One of the reasons that wheat can be endlessly interesting is that it is one of the world's three or four major food crops, and is constantly affected by events that seem very far removed. I came across an interesting set of side notes about wheat today that illustrated this well.  An article about the Svalbard international seed bank from the Washington Post re-published just recently in the Alaska Dispatch News mentioned that  for the first time some boxes of seeds were being withdrawn :

"But just seven years after the vault's steel doors first opened, admitting contributions from seed banks around the world into the frozen sanctuary, 130 of the boxes are being recalled.
They belong to the International Center for Agricultural Research in the Dry Areas, which until two years ago stored thousands of seeds in a vault in Aleppo, Syria, according to Reuters. The ICARDA center, like so many other important institutions in the civil war-ravaged nation, was displaced by the conflict, and, in the process, 325 boxes of duplicate seeds were sent to Svalbard for safekeeping. Now resettled in Beirut, the organization wants some of its samples back."
The ADN/Washington Post article links to a 2007 New Yorker article about the Svalbard seed bank that says, "During the United States-led invasion of Iraq, in March, 2003, the looting of Iraq’s national archeological museum received considerable attention, but almost no one noted that the country’s national seed bank was destroyed. The bank, in the town of Abu Ghraib, contained seeds of ancient varieties of wheat, lentils, chickpeas, and other crops that once grew in Mesopotamia. Fortunately, several Iraqi scientists had placed samples of the country’s most important crops in a cardboard box and sent them to an international seed bank in Aleppo, Syria. There they sit, on a shelf in a cold room, waiting for a time when Iraq is stable enough to store them again."
Experimental wheat being grown at the University of Alaska Fairbanks.
So, rather than Iraq becoming stable enough to retrieve its samples and re-store them in Abu Ghraib [or elsewhere], Aleppo became so unstable that its scientists fled to Beirut in Lebanon (with its own not-so-distant history of war). Who knew, in 2007, that Syria, eight years later, would be deeply enmeshed in one of the worst of the civil wars in the Middle East? Luckily, some of the Syrian wheat seeds (but who knows about the Iraqi wheat?) were sent to Svalbard. Now the Syrian scientists apparently believe that it is a long time before they will be able to return to Aleppo, so they want to take back some of the Syrian seeds from Svalbard and begin experimenting with them in Lebanon. 

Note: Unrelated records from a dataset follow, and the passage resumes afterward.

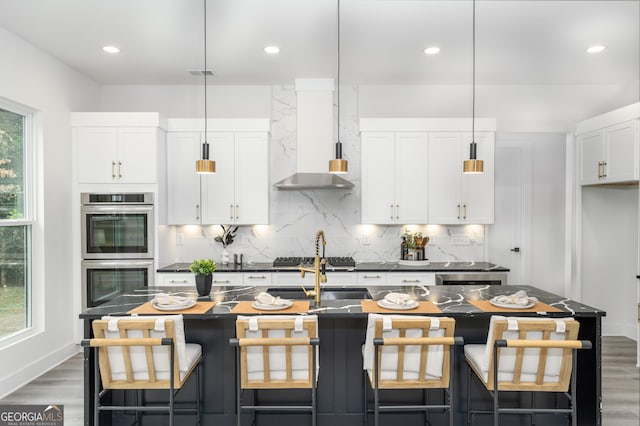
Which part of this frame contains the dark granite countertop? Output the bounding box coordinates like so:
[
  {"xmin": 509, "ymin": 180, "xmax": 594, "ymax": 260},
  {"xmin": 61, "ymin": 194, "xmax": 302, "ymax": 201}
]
[
  {"xmin": 80, "ymin": 285, "xmax": 606, "ymax": 319},
  {"xmin": 158, "ymin": 262, "xmax": 509, "ymax": 273}
]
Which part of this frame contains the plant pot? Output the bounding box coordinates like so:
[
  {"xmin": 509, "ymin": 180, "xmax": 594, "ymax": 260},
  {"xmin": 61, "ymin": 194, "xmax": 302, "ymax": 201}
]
[{"xmin": 196, "ymin": 274, "xmax": 213, "ymax": 296}]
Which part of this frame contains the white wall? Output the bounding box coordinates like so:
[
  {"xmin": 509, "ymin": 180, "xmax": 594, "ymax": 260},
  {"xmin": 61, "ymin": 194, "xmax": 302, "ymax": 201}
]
[
  {"xmin": 0, "ymin": 28, "xmax": 99, "ymax": 398},
  {"xmin": 100, "ymin": 85, "xmax": 271, "ymax": 118},
  {"xmin": 359, "ymin": 83, "xmax": 638, "ymax": 133},
  {"xmin": 580, "ymin": 187, "xmax": 639, "ymax": 339}
]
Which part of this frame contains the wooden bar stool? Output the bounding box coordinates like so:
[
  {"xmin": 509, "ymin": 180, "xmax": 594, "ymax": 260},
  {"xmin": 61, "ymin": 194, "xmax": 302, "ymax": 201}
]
[
  {"xmin": 82, "ymin": 315, "xmax": 202, "ymax": 425},
  {"xmin": 230, "ymin": 315, "xmax": 320, "ymax": 426},
  {"xmin": 464, "ymin": 315, "xmax": 591, "ymax": 426},
  {"xmin": 363, "ymin": 314, "xmax": 463, "ymax": 426}
]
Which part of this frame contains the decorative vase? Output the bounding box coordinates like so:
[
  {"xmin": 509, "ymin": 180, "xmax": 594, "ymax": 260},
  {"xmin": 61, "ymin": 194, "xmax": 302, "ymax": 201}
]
[{"xmin": 196, "ymin": 274, "xmax": 213, "ymax": 296}]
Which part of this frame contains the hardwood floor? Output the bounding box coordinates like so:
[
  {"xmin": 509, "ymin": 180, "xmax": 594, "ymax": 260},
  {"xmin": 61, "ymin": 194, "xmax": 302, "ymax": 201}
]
[{"xmin": 0, "ymin": 337, "xmax": 640, "ymax": 426}]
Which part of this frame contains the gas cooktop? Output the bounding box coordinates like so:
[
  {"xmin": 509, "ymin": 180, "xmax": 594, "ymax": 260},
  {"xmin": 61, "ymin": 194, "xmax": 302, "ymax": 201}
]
[{"xmin": 273, "ymin": 256, "xmax": 356, "ymax": 269}]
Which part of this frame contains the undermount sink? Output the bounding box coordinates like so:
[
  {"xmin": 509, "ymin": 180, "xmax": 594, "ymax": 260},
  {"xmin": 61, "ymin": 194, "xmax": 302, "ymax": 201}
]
[{"xmin": 267, "ymin": 287, "xmax": 371, "ymax": 300}]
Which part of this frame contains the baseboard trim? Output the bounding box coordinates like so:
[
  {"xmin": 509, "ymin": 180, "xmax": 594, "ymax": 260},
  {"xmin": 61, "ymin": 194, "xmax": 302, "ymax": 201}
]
[{"xmin": 0, "ymin": 343, "xmax": 79, "ymax": 399}]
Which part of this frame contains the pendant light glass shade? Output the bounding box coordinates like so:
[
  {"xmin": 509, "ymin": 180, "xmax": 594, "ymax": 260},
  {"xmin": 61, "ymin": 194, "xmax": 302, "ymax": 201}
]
[
  {"xmin": 462, "ymin": 0, "xmax": 484, "ymax": 174},
  {"xmin": 196, "ymin": 0, "xmax": 216, "ymax": 174},
  {"xmin": 329, "ymin": 0, "xmax": 349, "ymax": 175}
]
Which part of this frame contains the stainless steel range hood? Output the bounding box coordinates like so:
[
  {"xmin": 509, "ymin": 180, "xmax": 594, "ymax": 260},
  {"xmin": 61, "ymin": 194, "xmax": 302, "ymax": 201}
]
[{"xmin": 273, "ymin": 79, "xmax": 354, "ymax": 190}]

Do the seeds belong to the scientists who sent them to Svalbard? Or to the research facility in Syria? Or someone else? Keeping track of wheat's political life turns out to be at least as complex as trying to figure out the connections in the lives of the millions of microbes that make up the biome surrounding each grain.
Bob Van Veldhuizen, small grains research specialist ant University of Alaska Fairbanks, holds some of his experimental wheat seeds.




All photos by Teri White Carns, 2015.